Before you begin your investment journey, you must be well versed with your investment objective. Being clear about your investment objective helps to figure out your financial goals which in return helps to reap maximum returns. Next, you should be clear about your investment duration and risk appetite. This will help you figure out the right investment avenues for your mutual fund investments. Equity mutual funds are usually ideal for long-term investment goals. Why you ask? Well, equities are related to high market volatility. High market volatility results in higher potential to achieve significant returns. However, volatility reduces with time, so does the volatility in equity investments. Hence, it is advised to invest in equity funds for a long duration of time, say 10 years or more. You can use equity investments to fulfil your long-term goals such as planning for your child’s higher education or their marriage or even creating a retirement corpus for yourself. If you wish to achieve significant returns, you can invest in stocks. If you wish to save tax while achieving higher returns, you might consider investing in ELSS mutual funds. ELSS funds invest a majority of their portfolio in equities and equity-related investments. Additionally, ELSS tax saving funds offer a tax deduction of up to Rs 1.5 lac u/s 80C. Hence, these mutual funds offer the dual benefits of tax saving and capital appreciation attributes.
However, if you are a risk averse investor with a short-term investment horizon, you might consider investing in fixed-income instruments such as short-term debt funds, liquid funds, savings scheme, etc. Naturally, fixed-income instruments are known to be relatively safer investment options than equity securities. Make a practice to always align your investments with your financial goals, risk profile, and investment horizon.

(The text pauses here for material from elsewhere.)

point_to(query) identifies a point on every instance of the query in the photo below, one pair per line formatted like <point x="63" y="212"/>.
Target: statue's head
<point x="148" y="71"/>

After deciding the right investment avenue for your investment portfolio, it is necessary to choose the right investment mode to invest in mutual funds. There are two ways to invest in mutual funds via SIP (systematic investment plan) investment or lumpsum investment. Both these investment modes have their own sets of advantages and drawbacks. Analyse the right investment mode for your portfolio and begin your investment journey. You can also use a mutual fund investment calculator to analyse the future value of your mutual fund investments. Always make sure to choose the right inflation rate and adjust your investments to that rate. This will give you a clearer picture of your mutual fund investments. You can also use a mutual funds calculator to evaluate the investment amount needed to reach a specific corpus.
These mutual fund basic can prove to be extremely useful in making more money through your mutual fund investments in 2021. Adhering to these basics is a sure shot way to do so. Happy investing!